New ideas to reinvent old consumer habits are also growing in Amsterdam. Concerned with the savagery taking over the fashion industry, four friends got together and created a “fashion library” called LENAfencoura, focused on sharing and sustainability. To join it, you have to pay a monthly fee that allows you to borrow clothes for a period of time, depending on how many points you have.

The interesting thing is that they were able to find a sensible way to get around consumerism and relieve the hunger of people who love to refresh their wardrobe, moving away from the idea of compulsive buying encouraged by fast fashion. It’s also about giving new life to quality pieces that were just hanging there in the closet. And in case you get tired of a garment or realize it’s outdated, just trade it for something else. Basic.

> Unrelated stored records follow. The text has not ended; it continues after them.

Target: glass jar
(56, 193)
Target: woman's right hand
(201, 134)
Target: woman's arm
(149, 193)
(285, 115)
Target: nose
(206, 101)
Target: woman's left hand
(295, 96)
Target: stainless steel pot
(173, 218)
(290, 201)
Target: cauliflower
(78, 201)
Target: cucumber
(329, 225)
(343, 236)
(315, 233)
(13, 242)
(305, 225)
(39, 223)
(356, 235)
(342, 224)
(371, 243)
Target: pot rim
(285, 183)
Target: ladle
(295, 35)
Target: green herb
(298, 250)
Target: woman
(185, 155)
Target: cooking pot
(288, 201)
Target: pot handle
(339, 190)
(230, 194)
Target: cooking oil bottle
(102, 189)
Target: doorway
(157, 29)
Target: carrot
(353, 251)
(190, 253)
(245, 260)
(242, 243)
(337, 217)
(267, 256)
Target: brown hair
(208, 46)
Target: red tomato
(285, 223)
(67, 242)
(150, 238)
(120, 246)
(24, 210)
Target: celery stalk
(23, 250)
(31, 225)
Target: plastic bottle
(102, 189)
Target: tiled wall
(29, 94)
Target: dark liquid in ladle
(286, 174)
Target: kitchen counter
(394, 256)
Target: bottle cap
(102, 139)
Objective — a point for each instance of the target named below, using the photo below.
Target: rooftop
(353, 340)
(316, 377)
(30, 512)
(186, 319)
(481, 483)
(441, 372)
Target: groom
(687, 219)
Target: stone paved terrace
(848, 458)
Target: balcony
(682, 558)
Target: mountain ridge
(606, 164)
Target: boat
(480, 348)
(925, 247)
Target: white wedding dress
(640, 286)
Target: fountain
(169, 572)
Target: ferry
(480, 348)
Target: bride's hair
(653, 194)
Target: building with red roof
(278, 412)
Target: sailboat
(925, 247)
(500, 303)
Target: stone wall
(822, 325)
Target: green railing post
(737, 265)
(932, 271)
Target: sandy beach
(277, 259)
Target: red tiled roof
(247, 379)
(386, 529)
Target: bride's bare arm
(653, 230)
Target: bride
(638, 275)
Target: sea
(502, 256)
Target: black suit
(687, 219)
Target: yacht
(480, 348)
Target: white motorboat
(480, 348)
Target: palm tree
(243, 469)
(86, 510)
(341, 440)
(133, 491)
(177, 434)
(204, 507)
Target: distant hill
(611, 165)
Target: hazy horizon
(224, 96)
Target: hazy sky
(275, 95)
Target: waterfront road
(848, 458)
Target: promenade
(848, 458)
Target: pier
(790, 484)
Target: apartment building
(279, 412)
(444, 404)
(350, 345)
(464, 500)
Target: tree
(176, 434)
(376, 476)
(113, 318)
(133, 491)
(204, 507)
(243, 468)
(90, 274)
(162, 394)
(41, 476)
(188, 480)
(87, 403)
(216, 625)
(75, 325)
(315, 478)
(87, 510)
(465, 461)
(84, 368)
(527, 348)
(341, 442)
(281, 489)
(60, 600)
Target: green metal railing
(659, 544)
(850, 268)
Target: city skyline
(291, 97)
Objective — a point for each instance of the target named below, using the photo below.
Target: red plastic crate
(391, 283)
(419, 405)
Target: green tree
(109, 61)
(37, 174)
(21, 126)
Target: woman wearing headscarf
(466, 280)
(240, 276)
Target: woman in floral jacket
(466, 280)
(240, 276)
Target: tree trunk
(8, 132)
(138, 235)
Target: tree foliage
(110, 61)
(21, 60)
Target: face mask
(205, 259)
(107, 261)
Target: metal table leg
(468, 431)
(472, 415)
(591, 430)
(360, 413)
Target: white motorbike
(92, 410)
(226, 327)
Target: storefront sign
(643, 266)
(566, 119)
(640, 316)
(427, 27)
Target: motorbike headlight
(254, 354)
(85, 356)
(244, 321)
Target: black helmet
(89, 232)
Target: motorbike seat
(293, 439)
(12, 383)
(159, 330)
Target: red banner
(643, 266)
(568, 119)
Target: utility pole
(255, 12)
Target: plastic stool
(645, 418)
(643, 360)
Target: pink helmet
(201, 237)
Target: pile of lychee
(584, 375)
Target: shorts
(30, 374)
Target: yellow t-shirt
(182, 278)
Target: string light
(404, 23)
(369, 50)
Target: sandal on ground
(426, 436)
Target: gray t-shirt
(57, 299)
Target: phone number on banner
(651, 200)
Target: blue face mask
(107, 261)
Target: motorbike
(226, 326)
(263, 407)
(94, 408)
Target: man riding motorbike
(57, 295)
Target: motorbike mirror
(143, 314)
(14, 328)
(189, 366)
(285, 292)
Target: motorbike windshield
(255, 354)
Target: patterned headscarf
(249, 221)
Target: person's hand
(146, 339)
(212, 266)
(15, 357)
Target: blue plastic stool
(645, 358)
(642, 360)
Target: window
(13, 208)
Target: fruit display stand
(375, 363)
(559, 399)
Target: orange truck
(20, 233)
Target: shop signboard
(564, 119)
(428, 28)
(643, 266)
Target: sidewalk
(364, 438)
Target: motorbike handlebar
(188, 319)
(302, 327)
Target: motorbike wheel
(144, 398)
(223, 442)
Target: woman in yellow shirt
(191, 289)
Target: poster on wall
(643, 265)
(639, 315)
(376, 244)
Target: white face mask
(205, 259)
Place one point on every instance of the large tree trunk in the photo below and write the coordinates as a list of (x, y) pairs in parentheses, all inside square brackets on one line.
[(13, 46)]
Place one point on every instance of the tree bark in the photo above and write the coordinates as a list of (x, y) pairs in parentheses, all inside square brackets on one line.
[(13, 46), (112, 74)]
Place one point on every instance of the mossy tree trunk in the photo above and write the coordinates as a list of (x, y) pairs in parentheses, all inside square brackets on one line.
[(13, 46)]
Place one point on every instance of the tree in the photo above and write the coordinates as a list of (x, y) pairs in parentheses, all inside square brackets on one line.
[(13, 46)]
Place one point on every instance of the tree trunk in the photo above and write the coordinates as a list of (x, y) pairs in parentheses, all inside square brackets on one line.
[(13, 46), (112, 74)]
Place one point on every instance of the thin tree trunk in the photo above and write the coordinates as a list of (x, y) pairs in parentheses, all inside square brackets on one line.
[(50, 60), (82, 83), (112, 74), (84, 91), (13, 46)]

In times of attacks on consumerism, it may seem contradictory to exist as a brand, because every business would find its genesis in encouraging consumption. But what those examples are showing us is that it is possible to have a lowsumer perspective on the act of buying and selling and still keep the market going. Everyone needs money, it’s the currency of survival in our economic model, but what those alternatives suggest is that we can evolve the way we make money and even learn how to spend it more sensibly and stylishly. In a subtle, yet powerful way, by supporting initiatives like those, lowsumers are disrupting a system that is not very kind to people and the planet.

Nadav Kander
Nadav Kander

A recent video published by NASA shows how air pollution in Asia, a region considered ground-zero for economic growth in the last few years, has been altering the weather in the West Coast of the United States. More than just setting apart the good guys and the bad guys (especially considering the US has been one of the world’s biggest polluters for over thirty years), NASA’s animation shows an undeniable truth: we are one! Despite any cultural, economic, or geographic barriers we made up, we are united by winds, sea currents, migratory birds, and even bees. When the ice melts in Antarctica, the coast of India will also be inundated by heavy floods.

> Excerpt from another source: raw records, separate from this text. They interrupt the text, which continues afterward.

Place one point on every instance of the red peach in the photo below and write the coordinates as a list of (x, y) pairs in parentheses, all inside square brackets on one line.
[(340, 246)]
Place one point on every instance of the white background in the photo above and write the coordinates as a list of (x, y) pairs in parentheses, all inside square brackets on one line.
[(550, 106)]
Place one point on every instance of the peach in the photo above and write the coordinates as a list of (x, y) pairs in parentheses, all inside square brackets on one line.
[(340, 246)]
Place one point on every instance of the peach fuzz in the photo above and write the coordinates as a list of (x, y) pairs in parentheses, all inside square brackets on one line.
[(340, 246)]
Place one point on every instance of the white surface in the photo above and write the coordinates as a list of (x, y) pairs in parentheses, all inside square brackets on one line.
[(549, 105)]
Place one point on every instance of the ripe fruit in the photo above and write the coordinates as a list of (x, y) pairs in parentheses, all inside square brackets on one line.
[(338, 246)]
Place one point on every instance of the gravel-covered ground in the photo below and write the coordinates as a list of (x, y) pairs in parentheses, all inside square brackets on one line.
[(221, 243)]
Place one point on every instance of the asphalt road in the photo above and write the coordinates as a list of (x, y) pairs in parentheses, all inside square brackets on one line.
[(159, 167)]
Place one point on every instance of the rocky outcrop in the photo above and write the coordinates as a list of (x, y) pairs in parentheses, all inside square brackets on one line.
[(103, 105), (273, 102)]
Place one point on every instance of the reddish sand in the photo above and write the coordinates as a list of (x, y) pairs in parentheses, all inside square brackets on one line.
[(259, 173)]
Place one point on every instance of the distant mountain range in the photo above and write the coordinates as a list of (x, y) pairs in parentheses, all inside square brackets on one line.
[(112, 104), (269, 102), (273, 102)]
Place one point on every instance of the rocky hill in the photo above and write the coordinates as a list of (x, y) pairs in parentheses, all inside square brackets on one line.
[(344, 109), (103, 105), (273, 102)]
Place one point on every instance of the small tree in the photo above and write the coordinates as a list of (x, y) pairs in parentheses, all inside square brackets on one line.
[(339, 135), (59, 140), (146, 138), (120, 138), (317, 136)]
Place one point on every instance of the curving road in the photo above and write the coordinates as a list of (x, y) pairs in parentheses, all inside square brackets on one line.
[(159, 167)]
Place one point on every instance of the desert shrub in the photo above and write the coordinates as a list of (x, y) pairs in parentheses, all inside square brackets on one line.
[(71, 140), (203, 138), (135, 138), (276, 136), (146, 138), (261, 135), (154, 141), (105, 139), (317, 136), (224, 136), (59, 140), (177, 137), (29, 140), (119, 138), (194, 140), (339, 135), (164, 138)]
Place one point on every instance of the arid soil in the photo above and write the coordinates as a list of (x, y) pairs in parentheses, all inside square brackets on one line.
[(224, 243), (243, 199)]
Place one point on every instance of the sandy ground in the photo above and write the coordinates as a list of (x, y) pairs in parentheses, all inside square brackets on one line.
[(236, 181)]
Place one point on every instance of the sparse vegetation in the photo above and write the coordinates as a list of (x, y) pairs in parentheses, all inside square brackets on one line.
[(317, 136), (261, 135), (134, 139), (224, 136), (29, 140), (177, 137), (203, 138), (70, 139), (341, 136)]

All that rational thought that made us build satellites, develop cleaner energy sources, and create new ways of venturing in the market and in life can also help us understand that ambition and greed are different things; that it’s a lie to believe a habit I choose concerns nothing but my credit card bill and will not impact anyone else’s life. It’s clear that all the aggression against the planet one day will come back against those who most rely on that biosphere: us. So from now on, before giving in to your consumerist impulse, you should ask yourself with wholehearted honesty, “do I really need this?”